第二幕、御三家の嘲笑

(三)君は歳月を笑えない

「いい加減耐えられないんだけど」


 松隆くんが無言で席を立った瞬間によしりんさんの本日の第二声が響いた。松隆くんが「何言ってんだコイツ」みたいな目を隣から向けるせいでよしりんさんのこめかみに青筋が浮かぶ。


「ちょっと、『何言ってんだコイツ』みたいな顔してんじゃないわよ。アンタ達の空気が悪いから文句言ってんでしょーが!」


 よしりんさんがこの旅行に来てくれててよかったと心底思った。朝ご飯の担当は松隆くんと桐椰くん、なんていう最悪の組み合わせだったせいで、朝起きてみれば二人が無言でキッチンに立っていた。
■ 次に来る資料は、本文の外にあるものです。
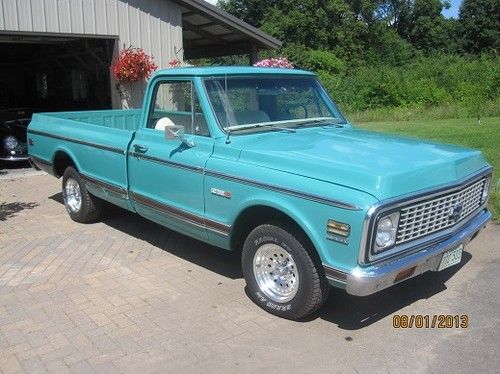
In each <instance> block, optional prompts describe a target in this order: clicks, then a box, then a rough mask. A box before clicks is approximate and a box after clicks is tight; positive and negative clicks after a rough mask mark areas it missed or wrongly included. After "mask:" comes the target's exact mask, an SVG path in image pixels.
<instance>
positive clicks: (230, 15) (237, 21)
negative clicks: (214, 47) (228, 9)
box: [173, 0, 283, 48]
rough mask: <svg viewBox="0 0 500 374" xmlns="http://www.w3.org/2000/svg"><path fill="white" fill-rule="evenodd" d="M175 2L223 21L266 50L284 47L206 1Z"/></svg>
mask: <svg viewBox="0 0 500 374" xmlns="http://www.w3.org/2000/svg"><path fill="white" fill-rule="evenodd" d="M173 1H174V2H176V3H178V4H180V5H182V6H185V7H187V8H190V9H194V10H200V11H202V12H203V13H205V14H206V15H207V16H209V17H211V18H213V19H217V20H221V21H223V22H224V23H226V24H228V25H229V26H230V27H233V28H234V29H236V30H238V31H240V32H241V33H243V34H245V35H248V36H249V37H251V38H253V39H255V40H257V41H258V42H259V43H260V44H261V45H263V46H264V47H266V48H280V47H281V46H282V45H283V43H282V42H281V41H280V40H278V39H276V38H273V37H272V36H271V35H269V34H266V33H265V32H263V31H262V30H259V29H258V28H256V27H254V26H252V25H250V24H248V23H246V22H244V21H242V20H240V19H238V18H237V17H235V16H233V15H232V14H229V13H227V12H225V11H223V10H222V9H219V8H217V7H216V6H214V5H212V4H210V3H208V2H206V1H204V0H173Z"/></svg>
 全く喋らないくせに松隆くんが粉を混ぜて桐椰くんがホットケーキを焼いているものだから、もしかして今喋ってないだけでちゃんと喋った後かな……?なんて淡い期待をしていれば、その後も無言でボウルをパスして無言で洗い物をしていたから、どうやら二人は仲良しのあまり無言でも連係プレーが成立してしまうようだ。偽物の阿吽の呼吸を見た気分だったし不気味過ぎて背筋が震えた。私より先に起きていた月影くんは私の顔を見た瞬間に「どうせ犯人はお前だろう」と決めつけた殺意の籠った目で私を睨むときた。大正解だ。
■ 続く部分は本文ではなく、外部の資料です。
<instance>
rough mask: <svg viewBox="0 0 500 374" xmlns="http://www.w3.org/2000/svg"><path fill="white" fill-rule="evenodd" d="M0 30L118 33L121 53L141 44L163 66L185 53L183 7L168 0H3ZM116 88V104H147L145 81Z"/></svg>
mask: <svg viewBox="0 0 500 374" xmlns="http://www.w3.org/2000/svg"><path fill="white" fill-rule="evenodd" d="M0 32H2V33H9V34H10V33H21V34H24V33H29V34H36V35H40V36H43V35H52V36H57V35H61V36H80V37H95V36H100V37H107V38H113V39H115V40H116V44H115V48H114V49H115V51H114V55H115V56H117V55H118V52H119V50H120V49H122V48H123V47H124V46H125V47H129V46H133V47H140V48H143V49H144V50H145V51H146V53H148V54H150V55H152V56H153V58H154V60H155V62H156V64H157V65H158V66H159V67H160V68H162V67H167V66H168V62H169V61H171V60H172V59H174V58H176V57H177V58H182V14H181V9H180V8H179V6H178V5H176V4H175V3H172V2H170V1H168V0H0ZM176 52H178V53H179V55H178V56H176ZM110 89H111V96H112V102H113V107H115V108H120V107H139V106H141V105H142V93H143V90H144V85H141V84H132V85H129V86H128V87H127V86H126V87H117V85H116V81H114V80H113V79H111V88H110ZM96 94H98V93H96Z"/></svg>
 その間も二人は着々と準備を整えゴトンゴトンと可愛げの欠片もない音を立てながら可愛いホットケーキの載ったお皿を並べているだけだったけれど、いつ何を言われるか分からない緊張感と危機感の狭間に置かれてその場を立ち去ることはできなかった。そうこうしている内によしりんさんが「おはよー」なんて空気の読めない挨拶をし、私と月影くん以外が返事をしなかったことだけで状況を察知し、全員が無言で朝食を食べ終え、今に至る。訊ねられた松隆くんはお節介が鬱陶しいとでも言いたげなわざとらしい溜息を吐いてみせる。


「別に、吉野に関係なくない?」

「寝惚けてんのか?」


 そう返したのは男バージョンの声だった。朝食後に着替えるらしいよしりんさんは、Tシャツとハーフパンツというごくごくありふれた夏の寝間着姿だ。しかし、同じ格好を昨晩していた松隆くんは華奢さが目立ったのとは裏腹に、よしりんさんはその屈強さが際立つ。体だけ見たときの物理的な力関係は圧倒的なのだけれど、松隆くんにの目には暴君とさえ呼べそうな苛立ちが浮かんでいる。たださすがにこんなところで喚き散らすような人ではないのは知っての通りで、自分のお皿だけシンクに持って行くと何も断らずに二階へと消えた。桐椰くんはといえば、松隆くんと部屋が同じだから出くわさないためには入れ違いになるしかなく、朝食を食べ終えると暇を持て余すように暫く頬杖をついて虚空を見つめていた。